In survinger: Design-Adjusted Inference for Pathogen Lineage Surveillance

knitr::opts_chunk$set(collapse = TRUE, comment = "#>",
                      fig.width = 7, fig.height = 4, dev = "png")

The right-truncation problem

From sample collection to sequence upload, there is a delay of typically 1--4 weeks. This means that when you look at the latest data, the most recent weeks are always incomplete --- not because fewer people were infected, but because results have not arrived yet.

If you ignore this and plot raw counts, you see a false decline in the most recent weeks. This is called right-truncation bias.

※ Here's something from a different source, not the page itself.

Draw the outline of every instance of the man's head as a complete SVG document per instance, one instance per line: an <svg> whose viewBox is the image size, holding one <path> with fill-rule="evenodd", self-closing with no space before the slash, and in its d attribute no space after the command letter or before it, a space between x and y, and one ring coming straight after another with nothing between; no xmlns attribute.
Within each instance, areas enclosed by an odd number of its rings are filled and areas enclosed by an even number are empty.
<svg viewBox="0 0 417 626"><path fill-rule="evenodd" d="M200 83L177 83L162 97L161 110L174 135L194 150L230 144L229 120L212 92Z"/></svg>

Estimating the delay distribution

survinger fits a parametric delay distribution accounting for the fact that we can only observe delays shorter than the time elapsed since collection (right-truncation correction).

library(survinger)
data(sarscov2_surveillance)

design <- surv_design(
  data = sarscov2_surveillance$sequences,
  strata = ~ region,
  sequencing_rate = sarscov2_surveillance$population[c("region", "seq_rate")],
  population = sarscov2_surveillance$population
)

delay_fit <- surv_estimate_delay(design, distribution = "negbin")
print(delay_fit)
plot(delay_fit)

Reporting probability

Given the fitted delay, we can ask: what fraction of sequences collected d days ago have been reported by now?

days <- c(7, 14, 21, 28)
probs <- surv_reporting_probability(delay_fit, delta = days)
data.frame(days_ago = days, prob_reported = round(probs, 3))

Sequences collected 7 days ago may only be partially reported, while those from 28 days ago are nearly complete.

Nowcasting

Nowcasting inflates observed counts by dividing by the reporting probability, giving a better estimate of the true number:

nowcast <- surv_nowcast_lineage(design, delay_fit, "BA.2.86")
plot(nowcast)

The grey bars show what has been observed; the orange line shows the delay-corrected estimate. The gap is largest in the most recent weeks.

Combined design + delay correction

The main inference function applies both corrections simultaneously:

adjusted <- surv_adjusted_prevalence(design, delay_fit, "BA.2.86")
print(adjusted)

The mean_report_prob column shows how complete each week's data is. Low values indicate that the delay correction is doing heavy lifting.

Choosing a delay distribution

negbin (default): Handles overdispersion well. Recommended for most settings.
poisson: Use when delays are very regular (rare).
lognormal: Use when delays have a heavy right tail.
nonparametric: No distributional assumption. Use when you have enough data and suspect the parametric forms do not fit.